Niwa also expected this month to be among the warmest Julys the country has experienced, in a year that's so far also been anear record-topper in the temperature stakes.
The 30-month run, in which each month had finished above respective mean temperatures for the 1981-2010 period, included some of the most dramatic climate events ever observed in New Zealand.
Among them: our hottest summer (2017-18), our second hottest year (2018), our hottest month (January 2018) and two marine heatwaves – one which would likely be considered freakish amid anticipated 2050 conditions.
The combined effect could be seen in the Southern Alps' snow-starved glaciers, which one scientist recently described as "sad and dirty" after another major melt.
Niwa meteorologist Ben Noll cited a mix of climate factors for the long, dry run.
"It's been like a novel made up of a whole lot of novellas and short stories."
Much of it had to do with what had unfolded out in the equatorial Pacific Ocean, which brewed natural systems that accounted for around a quarter of what Noll called New Zealand's "climate driver pie".
Over the period, there hadn't been a traditional El Nino event, which traditionally formed in the eastern equatorial Pacific.
This usually brought prevailing colder southerly winds in winter, and stronger and more frequent south-westerlies in spring and autumn, bringing a combination of summer and winter-like effects.
Instead, the period had been coloured by a variety of La Nina systems stemming from the central and western Pacific, and bringing warmer conditions on the whole.
Why?
"What's happened is the warm water in the Pacific has been shifted further west," Noll said.
"And in order to get cooler temperatures in New Zealand, we need that warm water sitting in the eastern Pacific.
"That's been absent for the better part of three years now, and stands as one of the leading drivers of this long-term warmth."
Another part of the picture could be put down to the Southern Annular Mode, or SAM, which was effectively a ring of climate variability that encircled the South Pole and extended out to the latitudes of New Zealand.
In its positive phase, the SAM was associated with relatively light winds and more settled weather over New Zealand latitudes, together with enhanced westerly winds over the southern oceans.
Yet, even when colder winds from the south did manage to blow up here, they were still modified by sea surface temperatures around New Zealand that had long been on the warmer side of average.
At the start of this month, our seas were sitting at more than 0.7 above average – for the fourth consecutive month.
They'd climbed much higher further back in the 30-month period – reaching a massive 6C above average in the Tasman Sea at the height of the marine heatwave of 2017-18, and then as high as 4C during last summer's marine heatwave.

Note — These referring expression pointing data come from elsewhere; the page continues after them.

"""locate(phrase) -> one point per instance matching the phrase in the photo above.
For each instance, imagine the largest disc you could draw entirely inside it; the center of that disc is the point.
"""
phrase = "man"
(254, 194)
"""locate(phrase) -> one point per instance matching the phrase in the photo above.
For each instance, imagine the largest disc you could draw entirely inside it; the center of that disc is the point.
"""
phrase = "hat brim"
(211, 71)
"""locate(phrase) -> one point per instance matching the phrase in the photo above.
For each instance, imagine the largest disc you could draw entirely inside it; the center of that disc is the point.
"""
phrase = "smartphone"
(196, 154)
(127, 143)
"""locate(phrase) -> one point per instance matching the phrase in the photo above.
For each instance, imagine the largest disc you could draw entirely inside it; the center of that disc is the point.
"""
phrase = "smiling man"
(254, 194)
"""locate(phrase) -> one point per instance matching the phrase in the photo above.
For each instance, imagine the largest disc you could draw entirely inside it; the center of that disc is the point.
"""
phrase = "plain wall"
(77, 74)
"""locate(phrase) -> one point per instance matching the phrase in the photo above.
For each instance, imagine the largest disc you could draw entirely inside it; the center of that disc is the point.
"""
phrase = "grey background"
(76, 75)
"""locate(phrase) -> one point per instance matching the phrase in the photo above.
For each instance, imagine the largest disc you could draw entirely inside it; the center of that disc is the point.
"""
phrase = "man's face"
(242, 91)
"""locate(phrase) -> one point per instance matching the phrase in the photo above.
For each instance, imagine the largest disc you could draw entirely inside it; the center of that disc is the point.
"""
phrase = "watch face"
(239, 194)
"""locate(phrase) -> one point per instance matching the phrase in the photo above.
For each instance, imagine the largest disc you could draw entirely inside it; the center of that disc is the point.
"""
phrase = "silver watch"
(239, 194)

"Further in the background, you've got that long-term tailwind of warming temperatures, which helps create that positive feedback of warm seas, warm land."
And if the background trend was one of warming, it made below-average temperatures less likely to occur.

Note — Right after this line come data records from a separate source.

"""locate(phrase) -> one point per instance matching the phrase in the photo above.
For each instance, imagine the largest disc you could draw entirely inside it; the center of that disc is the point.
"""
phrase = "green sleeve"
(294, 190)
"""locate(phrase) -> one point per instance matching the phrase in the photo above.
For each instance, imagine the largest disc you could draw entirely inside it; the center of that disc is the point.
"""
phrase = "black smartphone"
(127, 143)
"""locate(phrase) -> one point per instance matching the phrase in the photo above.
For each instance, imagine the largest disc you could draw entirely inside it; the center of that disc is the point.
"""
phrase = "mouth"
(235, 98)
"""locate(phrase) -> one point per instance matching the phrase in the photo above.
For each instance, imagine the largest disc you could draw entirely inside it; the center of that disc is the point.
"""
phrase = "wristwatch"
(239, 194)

Noll expected this month, which had been tracking at 1.5C above average, to finish up as one of the hottest Julys on the books.
"We are definitely looking at a top five finish, if not top three."

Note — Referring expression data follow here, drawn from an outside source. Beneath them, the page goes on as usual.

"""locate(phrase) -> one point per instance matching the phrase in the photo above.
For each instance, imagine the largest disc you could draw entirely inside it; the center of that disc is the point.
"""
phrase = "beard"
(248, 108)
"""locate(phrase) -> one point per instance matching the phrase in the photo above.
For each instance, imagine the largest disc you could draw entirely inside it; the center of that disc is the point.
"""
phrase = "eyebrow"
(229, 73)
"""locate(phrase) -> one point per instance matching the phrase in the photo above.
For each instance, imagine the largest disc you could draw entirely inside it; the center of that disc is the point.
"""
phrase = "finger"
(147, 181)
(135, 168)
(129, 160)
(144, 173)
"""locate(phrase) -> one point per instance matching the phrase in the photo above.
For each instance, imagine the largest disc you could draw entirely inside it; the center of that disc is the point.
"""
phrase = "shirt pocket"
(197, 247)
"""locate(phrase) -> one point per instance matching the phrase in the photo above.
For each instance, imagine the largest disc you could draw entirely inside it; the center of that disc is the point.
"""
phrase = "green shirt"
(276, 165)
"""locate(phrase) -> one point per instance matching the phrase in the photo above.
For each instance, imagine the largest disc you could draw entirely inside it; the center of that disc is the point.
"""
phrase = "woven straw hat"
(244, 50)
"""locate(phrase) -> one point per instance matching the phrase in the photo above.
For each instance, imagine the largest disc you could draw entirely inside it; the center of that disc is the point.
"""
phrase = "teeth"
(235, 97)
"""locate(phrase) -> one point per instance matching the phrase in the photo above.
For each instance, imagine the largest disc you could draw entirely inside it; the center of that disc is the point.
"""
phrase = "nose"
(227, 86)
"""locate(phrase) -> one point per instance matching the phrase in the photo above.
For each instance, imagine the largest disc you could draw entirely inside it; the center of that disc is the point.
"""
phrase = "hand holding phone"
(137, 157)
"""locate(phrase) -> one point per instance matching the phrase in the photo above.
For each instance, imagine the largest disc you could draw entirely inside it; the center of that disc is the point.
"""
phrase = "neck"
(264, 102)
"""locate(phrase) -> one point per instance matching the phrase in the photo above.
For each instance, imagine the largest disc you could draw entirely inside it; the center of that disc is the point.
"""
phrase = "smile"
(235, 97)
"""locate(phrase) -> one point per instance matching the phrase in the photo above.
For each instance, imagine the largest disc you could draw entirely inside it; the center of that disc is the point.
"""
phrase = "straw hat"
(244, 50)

The warmest July ever recorded, at 1.8C above average, came in 1998 – just as that year's devastating El Nino was dissipating.
"If we remain at 1.5C through the remainder of this month – and the next few days do look to be milder – then that also might potentially increase 2019's position so far into the top three seven warmest months on record."
Climate scientist Professor Jim Salinger has meanwhile calculated that, since March 2017, sea surface temperatures have been 0.8C above average.
When data from 22 different stations was put together, New Zealand's combined land and sea temperature over that period had also been 0.8C above average.
"The oceans around us have been higher, compared with the 1981-2010 period – so we've been sitting in a warm bath, basically."
Salinger and other scientists were currently analysing the underlying causes of the 2017/18 and 2018/19 marine heatwaves, along with an event in 1934/35.
All three had similar patterns – but Salinger expected climate change would have played a role in the last two.